いったい「美しいスタイル」とは、なんだろうか?
西洋的なモノの見方をすると「美しさの基準」というのは、その「輪郭のバランスの比率」になる。
あくまで「見えるもの」を対象とし、それが「黄金比」などに代表される「美しい割合」になっていることを美とする、そんな基準があるように思える。
そういった基準から生まれた文化が「ギリシャ彫刻」であり「洋服」であると。
これらの話をこの本で読んだ。
それに比べて、日本はご存知「キモノ文化」。
身体を覆うキモノによって、「からだの外側の輪郭」というのは見えない。分からない。
「見えない・分からない」ということは、その文化では「それを重視していない」ということなのです。

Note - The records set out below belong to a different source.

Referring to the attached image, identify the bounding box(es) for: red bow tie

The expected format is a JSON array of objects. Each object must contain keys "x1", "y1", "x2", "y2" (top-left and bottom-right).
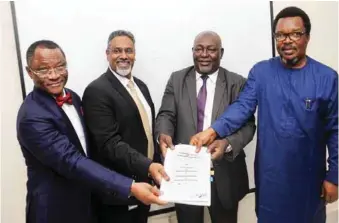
[{"x1": 56, "y1": 92, "x2": 73, "y2": 107}]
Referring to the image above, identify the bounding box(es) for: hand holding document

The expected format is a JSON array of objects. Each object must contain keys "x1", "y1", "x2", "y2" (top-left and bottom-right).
[{"x1": 159, "y1": 144, "x2": 211, "y2": 206}]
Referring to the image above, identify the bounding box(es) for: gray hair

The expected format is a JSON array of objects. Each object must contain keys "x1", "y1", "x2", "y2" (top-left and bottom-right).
[{"x1": 107, "y1": 30, "x2": 135, "y2": 48}]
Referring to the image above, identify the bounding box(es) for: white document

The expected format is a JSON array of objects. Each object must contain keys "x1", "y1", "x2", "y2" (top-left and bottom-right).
[{"x1": 159, "y1": 144, "x2": 211, "y2": 206}]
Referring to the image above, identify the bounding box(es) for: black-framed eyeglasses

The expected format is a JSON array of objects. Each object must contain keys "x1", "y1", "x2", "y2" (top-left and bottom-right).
[
  {"x1": 29, "y1": 65, "x2": 68, "y2": 78},
  {"x1": 273, "y1": 31, "x2": 306, "y2": 42}
]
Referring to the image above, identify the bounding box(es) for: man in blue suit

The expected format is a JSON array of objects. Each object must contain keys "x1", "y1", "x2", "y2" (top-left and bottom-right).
[{"x1": 16, "y1": 40, "x2": 167, "y2": 223}]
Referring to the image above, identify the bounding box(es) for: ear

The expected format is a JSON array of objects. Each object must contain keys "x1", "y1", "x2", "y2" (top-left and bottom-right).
[
  {"x1": 26, "y1": 66, "x2": 33, "y2": 79},
  {"x1": 305, "y1": 34, "x2": 310, "y2": 44},
  {"x1": 105, "y1": 49, "x2": 111, "y2": 62},
  {"x1": 220, "y1": 48, "x2": 224, "y2": 59}
]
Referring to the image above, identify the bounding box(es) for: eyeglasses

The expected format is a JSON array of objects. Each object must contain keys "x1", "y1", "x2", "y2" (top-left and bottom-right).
[
  {"x1": 274, "y1": 31, "x2": 306, "y2": 42},
  {"x1": 29, "y1": 65, "x2": 68, "y2": 78},
  {"x1": 193, "y1": 47, "x2": 220, "y2": 55}
]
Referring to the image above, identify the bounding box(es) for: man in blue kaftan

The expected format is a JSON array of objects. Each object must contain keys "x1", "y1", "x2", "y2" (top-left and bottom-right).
[{"x1": 190, "y1": 6, "x2": 338, "y2": 223}]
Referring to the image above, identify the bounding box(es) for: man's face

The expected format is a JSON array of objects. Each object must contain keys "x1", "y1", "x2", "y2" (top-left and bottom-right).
[
  {"x1": 275, "y1": 16, "x2": 309, "y2": 67},
  {"x1": 106, "y1": 36, "x2": 135, "y2": 77},
  {"x1": 26, "y1": 47, "x2": 68, "y2": 96},
  {"x1": 193, "y1": 34, "x2": 224, "y2": 75}
]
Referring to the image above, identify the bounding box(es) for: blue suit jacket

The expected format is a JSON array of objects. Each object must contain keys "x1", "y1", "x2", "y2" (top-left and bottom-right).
[{"x1": 16, "y1": 87, "x2": 133, "y2": 223}]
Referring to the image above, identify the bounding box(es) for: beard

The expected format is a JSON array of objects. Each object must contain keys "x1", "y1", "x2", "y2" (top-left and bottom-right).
[
  {"x1": 282, "y1": 56, "x2": 300, "y2": 67},
  {"x1": 116, "y1": 66, "x2": 132, "y2": 77},
  {"x1": 278, "y1": 45, "x2": 302, "y2": 67}
]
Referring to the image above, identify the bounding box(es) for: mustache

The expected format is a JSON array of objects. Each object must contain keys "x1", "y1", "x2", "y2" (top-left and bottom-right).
[
  {"x1": 117, "y1": 59, "x2": 131, "y2": 63},
  {"x1": 281, "y1": 45, "x2": 297, "y2": 51}
]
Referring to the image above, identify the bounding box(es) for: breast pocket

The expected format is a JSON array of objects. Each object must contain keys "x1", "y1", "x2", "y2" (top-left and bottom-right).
[
  {"x1": 302, "y1": 97, "x2": 319, "y2": 112},
  {"x1": 300, "y1": 97, "x2": 323, "y2": 131},
  {"x1": 283, "y1": 97, "x2": 322, "y2": 138}
]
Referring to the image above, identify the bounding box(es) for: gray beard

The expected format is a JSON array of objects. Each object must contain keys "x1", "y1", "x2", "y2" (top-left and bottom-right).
[
  {"x1": 116, "y1": 67, "x2": 132, "y2": 77},
  {"x1": 284, "y1": 57, "x2": 300, "y2": 67}
]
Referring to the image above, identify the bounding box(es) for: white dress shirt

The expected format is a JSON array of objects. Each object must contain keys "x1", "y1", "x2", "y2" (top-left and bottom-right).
[
  {"x1": 196, "y1": 70, "x2": 232, "y2": 153},
  {"x1": 196, "y1": 70, "x2": 218, "y2": 131},
  {"x1": 59, "y1": 91, "x2": 87, "y2": 155},
  {"x1": 109, "y1": 66, "x2": 153, "y2": 132}
]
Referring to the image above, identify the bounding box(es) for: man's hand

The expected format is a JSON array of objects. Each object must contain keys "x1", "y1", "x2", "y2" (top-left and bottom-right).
[
  {"x1": 190, "y1": 128, "x2": 218, "y2": 152},
  {"x1": 149, "y1": 163, "x2": 170, "y2": 185},
  {"x1": 130, "y1": 182, "x2": 167, "y2": 205},
  {"x1": 321, "y1": 180, "x2": 338, "y2": 204},
  {"x1": 159, "y1": 134, "x2": 174, "y2": 158},
  {"x1": 207, "y1": 139, "x2": 229, "y2": 160}
]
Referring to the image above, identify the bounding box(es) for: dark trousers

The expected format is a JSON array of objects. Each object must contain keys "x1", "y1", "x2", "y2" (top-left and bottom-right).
[
  {"x1": 96, "y1": 204, "x2": 150, "y2": 223},
  {"x1": 176, "y1": 181, "x2": 238, "y2": 223}
]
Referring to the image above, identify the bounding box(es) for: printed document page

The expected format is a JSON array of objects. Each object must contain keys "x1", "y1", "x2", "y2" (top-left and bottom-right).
[{"x1": 159, "y1": 144, "x2": 211, "y2": 206}]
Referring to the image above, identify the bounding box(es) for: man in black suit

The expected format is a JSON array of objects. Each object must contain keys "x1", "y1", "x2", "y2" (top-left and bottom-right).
[
  {"x1": 82, "y1": 30, "x2": 168, "y2": 223},
  {"x1": 155, "y1": 31, "x2": 256, "y2": 223}
]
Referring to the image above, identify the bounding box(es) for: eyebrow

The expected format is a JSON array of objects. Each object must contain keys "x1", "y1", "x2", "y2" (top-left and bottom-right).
[
  {"x1": 36, "y1": 61, "x2": 66, "y2": 69},
  {"x1": 276, "y1": 28, "x2": 304, "y2": 33},
  {"x1": 195, "y1": 44, "x2": 217, "y2": 47}
]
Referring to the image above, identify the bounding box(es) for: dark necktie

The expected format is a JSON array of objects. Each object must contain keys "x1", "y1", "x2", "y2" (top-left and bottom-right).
[
  {"x1": 197, "y1": 75, "x2": 208, "y2": 132},
  {"x1": 56, "y1": 92, "x2": 73, "y2": 107}
]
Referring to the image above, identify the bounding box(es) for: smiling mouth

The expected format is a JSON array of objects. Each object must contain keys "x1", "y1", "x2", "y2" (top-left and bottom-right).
[
  {"x1": 199, "y1": 61, "x2": 211, "y2": 66},
  {"x1": 117, "y1": 62, "x2": 131, "y2": 69},
  {"x1": 48, "y1": 81, "x2": 62, "y2": 87},
  {"x1": 282, "y1": 49, "x2": 295, "y2": 55}
]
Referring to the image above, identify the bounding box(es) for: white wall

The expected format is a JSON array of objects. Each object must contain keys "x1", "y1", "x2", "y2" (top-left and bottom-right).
[{"x1": 0, "y1": 2, "x2": 26, "y2": 223}]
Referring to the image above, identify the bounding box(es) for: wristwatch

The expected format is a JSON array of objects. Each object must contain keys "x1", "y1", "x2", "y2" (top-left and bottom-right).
[{"x1": 225, "y1": 144, "x2": 232, "y2": 153}]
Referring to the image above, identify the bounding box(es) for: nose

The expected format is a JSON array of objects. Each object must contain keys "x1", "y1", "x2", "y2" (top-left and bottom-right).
[
  {"x1": 48, "y1": 68, "x2": 61, "y2": 80},
  {"x1": 282, "y1": 35, "x2": 293, "y2": 44},
  {"x1": 120, "y1": 50, "x2": 128, "y2": 59},
  {"x1": 201, "y1": 49, "x2": 208, "y2": 57}
]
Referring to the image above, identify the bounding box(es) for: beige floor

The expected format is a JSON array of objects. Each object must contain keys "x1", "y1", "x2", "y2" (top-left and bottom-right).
[{"x1": 148, "y1": 193, "x2": 338, "y2": 223}]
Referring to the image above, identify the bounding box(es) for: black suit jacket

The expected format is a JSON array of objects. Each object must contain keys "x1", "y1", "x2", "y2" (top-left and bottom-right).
[
  {"x1": 82, "y1": 68, "x2": 159, "y2": 205},
  {"x1": 155, "y1": 66, "x2": 256, "y2": 209}
]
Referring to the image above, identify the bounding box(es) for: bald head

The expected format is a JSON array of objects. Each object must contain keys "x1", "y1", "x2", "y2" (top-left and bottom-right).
[
  {"x1": 194, "y1": 31, "x2": 222, "y2": 48},
  {"x1": 192, "y1": 31, "x2": 224, "y2": 75}
]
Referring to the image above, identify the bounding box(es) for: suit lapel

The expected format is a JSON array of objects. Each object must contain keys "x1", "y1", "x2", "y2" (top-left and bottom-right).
[
  {"x1": 68, "y1": 89, "x2": 88, "y2": 154},
  {"x1": 34, "y1": 87, "x2": 86, "y2": 156},
  {"x1": 104, "y1": 69, "x2": 138, "y2": 111},
  {"x1": 105, "y1": 70, "x2": 155, "y2": 131},
  {"x1": 59, "y1": 108, "x2": 86, "y2": 156},
  {"x1": 185, "y1": 69, "x2": 198, "y2": 131},
  {"x1": 34, "y1": 87, "x2": 64, "y2": 120},
  {"x1": 134, "y1": 79, "x2": 155, "y2": 122},
  {"x1": 69, "y1": 90, "x2": 85, "y2": 130},
  {"x1": 212, "y1": 69, "x2": 227, "y2": 122}
]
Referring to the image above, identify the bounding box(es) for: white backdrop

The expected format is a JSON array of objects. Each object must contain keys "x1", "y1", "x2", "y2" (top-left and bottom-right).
[{"x1": 15, "y1": 0, "x2": 272, "y2": 194}]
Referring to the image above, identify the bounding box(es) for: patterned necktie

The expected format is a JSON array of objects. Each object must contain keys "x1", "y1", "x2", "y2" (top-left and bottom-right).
[
  {"x1": 56, "y1": 92, "x2": 72, "y2": 107},
  {"x1": 197, "y1": 75, "x2": 208, "y2": 132},
  {"x1": 127, "y1": 80, "x2": 154, "y2": 159}
]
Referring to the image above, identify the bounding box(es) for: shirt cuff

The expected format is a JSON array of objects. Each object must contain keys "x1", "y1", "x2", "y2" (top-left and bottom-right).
[
  {"x1": 211, "y1": 121, "x2": 226, "y2": 138},
  {"x1": 225, "y1": 144, "x2": 232, "y2": 153},
  {"x1": 128, "y1": 180, "x2": 135, "y2": 198}
]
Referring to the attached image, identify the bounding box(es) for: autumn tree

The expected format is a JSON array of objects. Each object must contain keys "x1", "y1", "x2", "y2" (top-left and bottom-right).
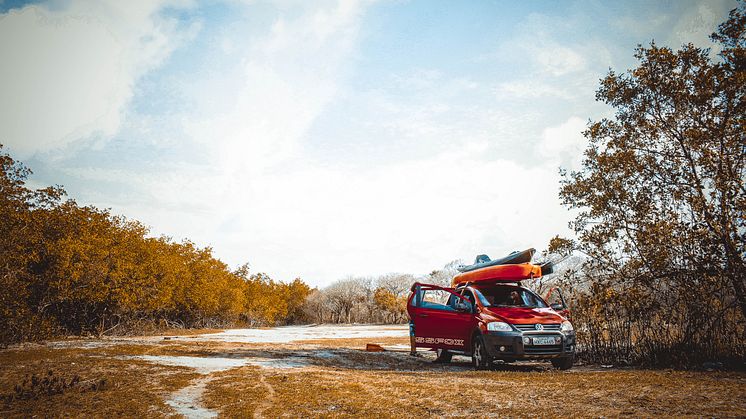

では「身体の輪郭」を覆い隠したときに、その「差」となるのはどこか。
それこそが「軸」であり「姿勢」なのです。
日本の文化というのは、そういうところを観るわけですね。
目で見るわけではなく、目で感じる。身体で観る。
で、もちろん「おっぱいの大きさ」というのを気にする文化ではなかったわけです。
そもそも「巨乳」に価値がついたのは、どうも1980年代らしい。
戦後から徐々に外国人女優が入ってきて70年代に「ボイン」という言葉が発明され、80年代に「巨乳」という言葉ができ、90年代以降に、
「巨乳=魅力的」
という価値観になってきたらしい。
江戸時代のエロ本「春画」には性器の描写はあっても「乳」の描写はない。
当時は「乳」といえば赤ちゃんのための器官であって、男性のためのそれではなかったということだ。
オトコは、女性の「軸」や「姿勢」、そして子宮に関係のある「足首」などを観て女性を判断していたのだ。
これも「観の目」の一種なんじゃないかと思う。
そしてやはり戦後に西洋的な価値観に染まっている。
それが悪いというわけじゃない。
しかし「おっぱいの大きさを江戸時代の人は気にしていなかった」という価値観を知っておくことは大事だと思う。
おっぱいというのは脂肪でできているから、どうやって努力しても徐々に垂れてくる。
いろいろな体操などで、その「垂れ具合」に歯止めをかけることはできるかもしれないが、根本的に垂れてくるのを止めることはできないだろう。
それに対して「姿勢」というのは、年々、進化させていくことができる。
筋力・体力が落ちてきても、衰えにくい筋肉を活かし、からだ全体の連動・調和を意識していれば、姿勢はどんどん進化していく。
たとえ猫背になってきているように見えても、その内を流れるエネルギーを高めることができる。
そこには「生きる姿勢」という言葉もある通り、「生き方」が大きく関わってくる。
じぶんらしく、誇りをもって生きていれば姿勢も保たれるだろうし、卑屈になれば、字の通り姿勢も「卑しく屈して」くる。
「からだの外側の輪郭」というのはボディスーツやコルセットでごまかせる。
けれども、「姿勢」や「軸」というのは人格や性格などの精神面と密接な関係があるので、ごまかすことができない。
さて、あなたはどっちを重視したいか、という話なのです。
ちなみに中世ではコルセットにより女性に深刻な病気(リウマチなど)が発生し、コルセットが法によって禁止されたが、違法と知りながらコルセットを外せない女性が多かったらしい。
これなど、エゴの肥大した人が「見た目」に囚われてしまういい例です。
その意味では、ぼくはやはり、これからは「軸」「姿勢」で「美しさ」を判断していったほうがいいと思う。
そうすることで「無理なダイエット」「無理なアンチエイジング」「見た目に惑わされる巨乳・貧乳ヒエラルキー」などが減ってくるはずだ。
「若さ」だけを美しさの基準とせず、年を重ねていく中での美しさを評価する。
そしたら「若さ」だけに執着して苦しくなることもないだろうし、みんながエイジングを愉しむことができる。
ぼくは、そういう社会のほうが健全だと思うのです。
「和の礼儀作法」というのは、そういう価値観を持っています。